Pourtant, l'amélioration de la position de chacun peut
venir aussi d'une coopération entre tous, comme cela a été
tentée dans les ZEP. Comme souvent dans les tentatives
de changement de la société française, la coopération avec
les acteurs extérieurs semble plus facile à obtenir que la
coopération interne, d'où l'interrogation actuelle des
enseignants sur cette innovation (Patrick Bouveau).
L'usage identitaire de l'institution scolaire s'observe
également à l'étranger. Aux États-Unis, alors que la lutte
contre la discrimination raciale a réduit la ségrégation
scolaire là où elle était la plus forte, les antagonismes ethniques
ne désarment pas dans les grandes villes avec l'aggravation
des inégalités de revenus et de la ségrégation
urbaine (Dominique Mathieu). L'apparition du droit à
choisir l'école de ses enfants en Russie fait courir les
mêmes risques de captation de certaines écoles par des
milieux sociaux plus restreints, même si l'école par tradition
et pour faire face à la pénurie remplit un important rôle d'animation sociale dans la ville (Joëlle Bordet). De
même, au Brésil les parents ne semblent pas se réjouir de
mettre leurs enfants dans une école installée au coeur
d'une favela sous prétexte qu'ils habitent à côté (Nadir
Zago).
Le rattrapage récent et rapide du taux de scolarisation
métropolitain sur l'Ile de la Réunion a entraîné la multiplication
des constructions scolaires. Tout en se voulant
aux couleurs locales, elles tendent à constituer un nouvel
espace public pour les jeunes et le secteur moderne de la
société, à l'opposé des circulations traditionnelles propres
au quartier environnant. La jeunesse acquiert de ce fait
une nouvelle visibilité (Éliane Wolff, Emmanuel Souffrin,
Michel Watin).
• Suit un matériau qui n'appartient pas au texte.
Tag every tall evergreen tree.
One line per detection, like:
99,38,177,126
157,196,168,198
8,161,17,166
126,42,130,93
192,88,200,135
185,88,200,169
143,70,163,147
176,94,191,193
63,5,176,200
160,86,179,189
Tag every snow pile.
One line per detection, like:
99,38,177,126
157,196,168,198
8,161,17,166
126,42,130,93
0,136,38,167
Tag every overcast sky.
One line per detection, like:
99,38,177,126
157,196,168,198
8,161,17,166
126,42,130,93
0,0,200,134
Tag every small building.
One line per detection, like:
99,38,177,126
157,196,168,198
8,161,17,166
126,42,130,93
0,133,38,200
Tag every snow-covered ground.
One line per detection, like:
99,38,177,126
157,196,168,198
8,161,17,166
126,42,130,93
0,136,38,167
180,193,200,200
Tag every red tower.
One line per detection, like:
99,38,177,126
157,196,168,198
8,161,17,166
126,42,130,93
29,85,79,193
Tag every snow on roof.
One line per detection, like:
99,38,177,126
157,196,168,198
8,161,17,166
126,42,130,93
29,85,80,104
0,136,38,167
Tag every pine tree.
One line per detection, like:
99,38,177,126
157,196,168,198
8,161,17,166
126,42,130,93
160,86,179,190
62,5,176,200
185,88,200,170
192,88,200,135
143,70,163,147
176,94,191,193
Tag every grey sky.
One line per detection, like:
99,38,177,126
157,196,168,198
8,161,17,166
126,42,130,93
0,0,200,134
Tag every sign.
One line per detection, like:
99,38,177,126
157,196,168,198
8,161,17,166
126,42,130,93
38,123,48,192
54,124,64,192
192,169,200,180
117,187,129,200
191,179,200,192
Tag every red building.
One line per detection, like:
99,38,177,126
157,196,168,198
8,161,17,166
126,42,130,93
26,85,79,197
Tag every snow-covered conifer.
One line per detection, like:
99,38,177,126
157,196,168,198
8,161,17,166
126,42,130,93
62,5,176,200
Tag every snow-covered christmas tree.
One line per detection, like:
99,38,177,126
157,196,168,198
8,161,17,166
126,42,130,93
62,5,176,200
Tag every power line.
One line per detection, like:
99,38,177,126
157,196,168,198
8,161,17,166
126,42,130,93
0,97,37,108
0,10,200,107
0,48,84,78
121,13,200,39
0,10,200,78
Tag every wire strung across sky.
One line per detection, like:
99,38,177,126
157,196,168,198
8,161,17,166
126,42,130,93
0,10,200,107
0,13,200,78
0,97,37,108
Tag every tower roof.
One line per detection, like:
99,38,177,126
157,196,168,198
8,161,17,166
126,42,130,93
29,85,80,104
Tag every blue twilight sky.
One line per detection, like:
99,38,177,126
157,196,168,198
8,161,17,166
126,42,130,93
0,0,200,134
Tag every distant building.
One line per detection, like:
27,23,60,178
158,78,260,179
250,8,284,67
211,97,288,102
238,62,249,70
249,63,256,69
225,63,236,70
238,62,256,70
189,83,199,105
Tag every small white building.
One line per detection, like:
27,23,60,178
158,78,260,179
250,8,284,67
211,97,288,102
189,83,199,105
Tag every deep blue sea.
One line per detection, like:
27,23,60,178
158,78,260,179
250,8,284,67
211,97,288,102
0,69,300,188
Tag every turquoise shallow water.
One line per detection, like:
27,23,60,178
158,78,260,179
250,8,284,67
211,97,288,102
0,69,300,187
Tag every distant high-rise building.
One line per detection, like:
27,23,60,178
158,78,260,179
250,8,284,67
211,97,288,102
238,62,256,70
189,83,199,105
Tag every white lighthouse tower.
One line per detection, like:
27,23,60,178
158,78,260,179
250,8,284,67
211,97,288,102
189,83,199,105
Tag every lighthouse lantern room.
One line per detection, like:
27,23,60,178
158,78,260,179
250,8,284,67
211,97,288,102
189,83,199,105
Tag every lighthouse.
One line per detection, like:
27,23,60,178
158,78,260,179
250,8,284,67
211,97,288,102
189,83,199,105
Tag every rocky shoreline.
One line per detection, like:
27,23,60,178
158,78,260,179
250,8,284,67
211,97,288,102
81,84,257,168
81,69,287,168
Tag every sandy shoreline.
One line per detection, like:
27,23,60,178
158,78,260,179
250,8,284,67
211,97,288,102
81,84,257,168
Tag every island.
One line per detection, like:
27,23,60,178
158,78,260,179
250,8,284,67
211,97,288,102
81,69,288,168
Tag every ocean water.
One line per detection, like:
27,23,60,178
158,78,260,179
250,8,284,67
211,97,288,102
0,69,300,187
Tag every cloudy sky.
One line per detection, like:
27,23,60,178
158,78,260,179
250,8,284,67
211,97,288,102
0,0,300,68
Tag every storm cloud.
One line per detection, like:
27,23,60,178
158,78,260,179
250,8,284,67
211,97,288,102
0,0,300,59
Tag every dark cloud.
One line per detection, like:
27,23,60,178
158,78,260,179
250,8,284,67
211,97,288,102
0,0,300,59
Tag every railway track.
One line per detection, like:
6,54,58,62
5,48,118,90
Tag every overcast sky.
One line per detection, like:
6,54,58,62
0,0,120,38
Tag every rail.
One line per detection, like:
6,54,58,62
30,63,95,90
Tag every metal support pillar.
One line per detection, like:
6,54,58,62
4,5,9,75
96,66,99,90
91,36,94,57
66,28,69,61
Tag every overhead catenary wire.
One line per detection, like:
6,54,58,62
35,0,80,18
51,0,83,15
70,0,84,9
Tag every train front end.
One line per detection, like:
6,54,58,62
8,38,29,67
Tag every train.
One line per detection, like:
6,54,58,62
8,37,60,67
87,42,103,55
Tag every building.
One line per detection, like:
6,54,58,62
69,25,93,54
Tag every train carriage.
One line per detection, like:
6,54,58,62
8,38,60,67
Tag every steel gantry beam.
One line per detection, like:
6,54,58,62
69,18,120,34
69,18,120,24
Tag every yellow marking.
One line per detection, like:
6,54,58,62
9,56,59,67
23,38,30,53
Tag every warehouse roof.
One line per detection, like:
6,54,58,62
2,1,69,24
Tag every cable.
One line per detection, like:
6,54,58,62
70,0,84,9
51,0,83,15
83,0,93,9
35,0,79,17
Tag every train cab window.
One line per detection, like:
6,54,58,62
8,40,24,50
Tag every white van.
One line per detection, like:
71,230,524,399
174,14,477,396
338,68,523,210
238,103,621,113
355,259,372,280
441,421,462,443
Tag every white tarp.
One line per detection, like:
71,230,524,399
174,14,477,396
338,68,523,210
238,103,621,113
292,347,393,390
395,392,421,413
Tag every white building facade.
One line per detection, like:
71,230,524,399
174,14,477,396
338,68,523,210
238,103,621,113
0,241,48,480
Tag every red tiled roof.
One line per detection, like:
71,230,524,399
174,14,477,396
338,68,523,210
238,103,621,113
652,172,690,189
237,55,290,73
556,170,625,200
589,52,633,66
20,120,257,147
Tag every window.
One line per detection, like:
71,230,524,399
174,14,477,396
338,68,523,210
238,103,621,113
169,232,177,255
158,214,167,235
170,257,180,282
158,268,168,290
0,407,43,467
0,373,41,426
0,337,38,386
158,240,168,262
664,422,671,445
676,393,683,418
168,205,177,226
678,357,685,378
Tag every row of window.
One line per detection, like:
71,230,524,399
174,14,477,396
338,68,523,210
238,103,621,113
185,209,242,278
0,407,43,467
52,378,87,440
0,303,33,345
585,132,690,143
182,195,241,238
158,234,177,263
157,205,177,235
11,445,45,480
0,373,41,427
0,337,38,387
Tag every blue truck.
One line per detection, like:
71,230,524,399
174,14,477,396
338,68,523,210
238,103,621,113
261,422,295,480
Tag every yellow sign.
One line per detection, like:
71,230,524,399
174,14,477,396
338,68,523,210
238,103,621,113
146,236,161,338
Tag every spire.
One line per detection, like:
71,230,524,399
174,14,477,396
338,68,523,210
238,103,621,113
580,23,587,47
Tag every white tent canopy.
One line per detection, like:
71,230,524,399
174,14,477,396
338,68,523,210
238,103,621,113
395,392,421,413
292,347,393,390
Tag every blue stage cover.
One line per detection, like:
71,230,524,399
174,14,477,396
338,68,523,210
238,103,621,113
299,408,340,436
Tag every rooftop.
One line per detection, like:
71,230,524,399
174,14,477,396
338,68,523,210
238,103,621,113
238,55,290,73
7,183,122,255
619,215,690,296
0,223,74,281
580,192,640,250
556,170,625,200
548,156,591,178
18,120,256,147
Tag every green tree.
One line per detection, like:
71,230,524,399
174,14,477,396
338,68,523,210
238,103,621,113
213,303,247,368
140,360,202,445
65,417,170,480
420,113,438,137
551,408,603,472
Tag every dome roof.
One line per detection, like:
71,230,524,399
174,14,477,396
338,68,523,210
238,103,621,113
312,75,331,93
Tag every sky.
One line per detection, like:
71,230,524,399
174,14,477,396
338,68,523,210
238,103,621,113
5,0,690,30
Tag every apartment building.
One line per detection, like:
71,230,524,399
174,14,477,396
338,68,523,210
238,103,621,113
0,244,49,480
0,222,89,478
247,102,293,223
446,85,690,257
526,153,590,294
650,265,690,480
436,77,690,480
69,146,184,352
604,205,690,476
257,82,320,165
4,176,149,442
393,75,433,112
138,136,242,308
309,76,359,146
De même la ville de Vaulx-en-Velin
se transforme depuis plus de dix ans, grâce à l'implantation
d'équipements de formation. Malgré quelques réticences
de part et d'autre, l'École nationale des travaux
publics de l'État (ENTPE) a établi avec la ville une série
de coopérations : aide aux devoirs, partage des terrains de
sport et de la piscine, assistance technique à la municipalité,
etc. (Jean-Paul Payet, Malika Amzert, Gilles Bentayou,
François Duchêne, Géraldine Geoffroy). Dans cette
commune, le lycée attendu depuis quatorze ans vient
d'ouvrir ses portes et cherche à symboliser son orientation
par son nom : Robert-Doisneau. Nostalgie des banlieues
amoureuses des années trente immortalisées par la photographie
et le cinéma ? Intérêt contemporain pour la communication
(Géraldine Geoffroy) ?
Que peut-on faire sinon décrire encore, aménager,
moderniser ? Christian Nicourt et Jean-Max Girault nous
mettent en garde contre l'angélisme qui consisterait à
croire la situation réformable par quelques bonnes paroles
et quelques coopérations entre acteurs urbains et enseignants.
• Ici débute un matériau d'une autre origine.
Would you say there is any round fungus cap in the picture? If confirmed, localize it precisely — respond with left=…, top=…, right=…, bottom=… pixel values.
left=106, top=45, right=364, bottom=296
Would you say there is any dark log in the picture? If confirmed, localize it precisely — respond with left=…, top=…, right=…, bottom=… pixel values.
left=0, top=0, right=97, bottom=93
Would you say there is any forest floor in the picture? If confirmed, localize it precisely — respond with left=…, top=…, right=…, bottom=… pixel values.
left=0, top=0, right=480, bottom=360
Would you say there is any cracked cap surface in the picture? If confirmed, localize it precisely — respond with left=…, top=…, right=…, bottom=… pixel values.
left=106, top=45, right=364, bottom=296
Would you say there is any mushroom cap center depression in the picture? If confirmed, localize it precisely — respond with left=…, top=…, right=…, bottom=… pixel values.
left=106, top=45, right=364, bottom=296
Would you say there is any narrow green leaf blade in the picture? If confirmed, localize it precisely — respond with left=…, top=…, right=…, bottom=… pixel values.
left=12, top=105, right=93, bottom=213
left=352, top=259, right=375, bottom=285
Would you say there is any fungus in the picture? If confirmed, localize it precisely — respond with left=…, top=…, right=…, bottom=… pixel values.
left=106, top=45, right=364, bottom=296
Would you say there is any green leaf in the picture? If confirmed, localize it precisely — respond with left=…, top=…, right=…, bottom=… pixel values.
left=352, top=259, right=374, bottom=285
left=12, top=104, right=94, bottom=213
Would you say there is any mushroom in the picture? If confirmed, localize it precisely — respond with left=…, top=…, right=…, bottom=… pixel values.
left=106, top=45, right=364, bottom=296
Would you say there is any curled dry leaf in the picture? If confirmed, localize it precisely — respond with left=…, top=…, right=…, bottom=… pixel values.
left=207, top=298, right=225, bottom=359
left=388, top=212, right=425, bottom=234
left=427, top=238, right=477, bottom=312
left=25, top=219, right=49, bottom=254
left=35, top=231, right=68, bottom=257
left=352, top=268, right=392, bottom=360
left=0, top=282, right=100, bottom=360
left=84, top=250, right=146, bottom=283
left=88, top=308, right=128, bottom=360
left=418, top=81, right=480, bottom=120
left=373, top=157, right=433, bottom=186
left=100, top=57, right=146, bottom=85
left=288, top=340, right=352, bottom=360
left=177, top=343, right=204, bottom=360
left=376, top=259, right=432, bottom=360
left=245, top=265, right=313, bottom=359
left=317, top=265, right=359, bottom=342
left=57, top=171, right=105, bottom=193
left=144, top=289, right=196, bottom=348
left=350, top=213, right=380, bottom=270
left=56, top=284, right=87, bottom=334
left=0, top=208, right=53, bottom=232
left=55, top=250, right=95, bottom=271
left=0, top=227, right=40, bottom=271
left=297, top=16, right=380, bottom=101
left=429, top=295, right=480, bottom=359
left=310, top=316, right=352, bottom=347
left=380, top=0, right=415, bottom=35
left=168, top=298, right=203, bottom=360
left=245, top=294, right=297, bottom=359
Du point de vue des emplacements, de l'irréparable
a parfois été commis ou est en train de se commettre
avec l'installation non raisonnée des activités logistiques
les plus nuisantes. Les élèves de banlieue s'habituent à
vivre avec des décibels que couvrent leurs cassettes mais
pas la voix du professeur.
Ces exemples montrent que l'affirmation des valeurs
républicaines, toujours à l'ordre du jour de l'école en
France, semble devoir s'accompagner d'analyses des
conditions très concrètes, localisées, et de choix très pragmatiques.
L'école semble toujours à la recherche de la
position intellectuelle et symbolique de centre de la
société locale. Mais aujourd'hui elle est adjacente à une
pluralité de centres, liés aux autres secteurs de la société ;
ainsi remplit-elle le rôle d'intermédiaire entre son public
et la société. Encore faut-il qu'elle reconnaisse davantage
son interlocuteur principal, celui au nom duquel elle et
tous ses partenaires agissent : l'enfant ou l'adolescent. Des
méthodes de recherche qui impliquent davantage les
acteurs eux-mêmes seraient sans doute à employer, même
si l'observation au long cours apporte déjà son lot d'informations.
Un processus de recherche qui se proposerait
de développer l'expression institutionnelle des jeunes scolarisés
apprendrait sans doute beaucoup à l'ensemble des
partenaires de l'école dans la ville.